Doha expects to offer around 130,000 hotel rooms during the event, while Dubai has more than 140,000 rooms.
Q4-2021 was one big hit
Even with the quadrennial sporting event, Dubai’s hotels will find it hard to break some of the records set during the Expo months from October 2021 to March. “Dubai might get close to last year’s average daily rate (ADR) on some dates, but the bar is already set quite high due to Expo,” said Kostas Nikolaidis, Middle East & Africa Executive, STR. “It would be a surprise if Dubai rates climbed higher than last year during the fourth quarter of this year and first quarter of 2023,”

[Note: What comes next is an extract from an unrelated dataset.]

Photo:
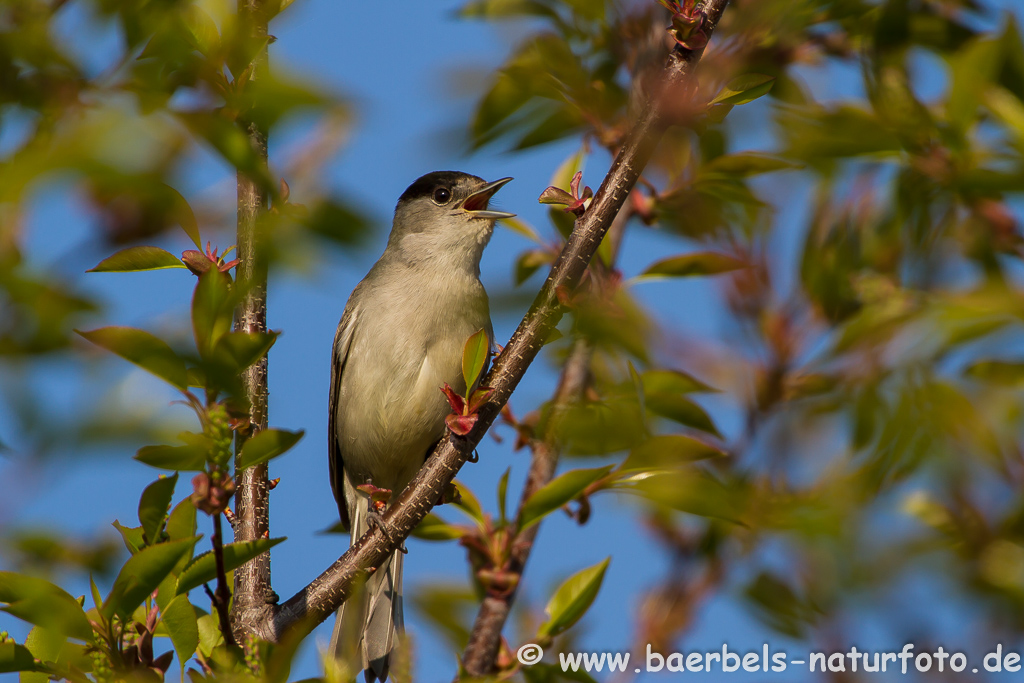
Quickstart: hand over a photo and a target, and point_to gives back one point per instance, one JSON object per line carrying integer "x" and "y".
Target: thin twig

“Even though there is no Expo this year, Dubai still has a very comprehensive event calendar. “F1 in Abu Dhabi is always impactful, and there will be eventual overflow demand from the FIFA World Cup later in December.”
Some travel and tour operators are keeping close track of currency depreciations and concerns over high inflation as potentially slowing down tourist spending in the peak phase ahead. “Around half of Dubai’s international visitors come from emerging markets where currencies have depreciated this year, making Dubai a relatively more expensive destination,” said Emirates NBD in a report. “High inflation and borrowing costs have also eroded purchasing power for consumers globally and may weigh on tourism demand in the second half of 2022.”
One of the UAE’s biggest source markets – UK- will see inflation peaking at around 19 per cent in early 2023, according to a report from Citigroup.
“It has traditionally been the biggest source market and we will be banking on bookings from the UK, Germany, Italy, and France,” said Thomas Kurian of Leva. “September will be a very crucial period for us to close in those bookings.”